McCabe and Mrs. Miller. Robert Altman (M.A.S.H., Brewster McCloud, Images, The Long Goodbye) directs this gruff hearted Western story and turns the tables on who's who as hero--this time it is a tough talking opium smoking prostitute (Julie Andrews) who has a business sense shrewd enough to muddle the head of the small time gambler (Warren Beatty) by teasing the needs of his gullible ego. Altman has done something radical with the use of sound--the voices mingle indiscernibly to effect a new sort of realism. Brattle Theatre, 5:30, 9:30.

East of Eden. 1955 with Raymond Massey, J. Harris Dean, Burl Ives, directed by Elia Kazan.

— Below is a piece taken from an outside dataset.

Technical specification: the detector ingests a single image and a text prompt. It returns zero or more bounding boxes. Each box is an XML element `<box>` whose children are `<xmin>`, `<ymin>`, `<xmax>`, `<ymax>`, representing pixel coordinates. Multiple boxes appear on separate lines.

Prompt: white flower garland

James Dean's best performance in which his capacity for portraying a rebel youth is fully used, unlike the more acclaimed Rebel without a Cause, which was a spinoff of Brando's prototypical 50's motiveless wandervogel in The Wild One. Set on John Steinbeck's 30's Northern California farmland, Kazan strips the Nobel Prize winner's story of all its forced Biblical parallels. And in focussing the story upon the character played by Dean he creates the sort of lean, energetic, powerfully dramatic work which the author's plodding traditional allegory failed to produce. Here Dean is an actor of Brando's power without the cheap mannerisms. See it. Brattle Theatre, 7:30.

Discreet Charm of the Bourgeousie. From the first scene of his first film (the surrealist Un Chien Andalou, 1928) Luis Bunuel has shocked--much less attacked--his audience. He continues to surprise here, but his digs are playful. He manipulates a half dozen characters in an ironic world of distorted time and confused identity to create an aesthete's version of his past social bites. At 72, he is like the Nabokov of movie-making. Central Square Cinema.

Walkabout. A fitting title to a movie whose narrative never seems to go anywhere at all. Central Square Cinema.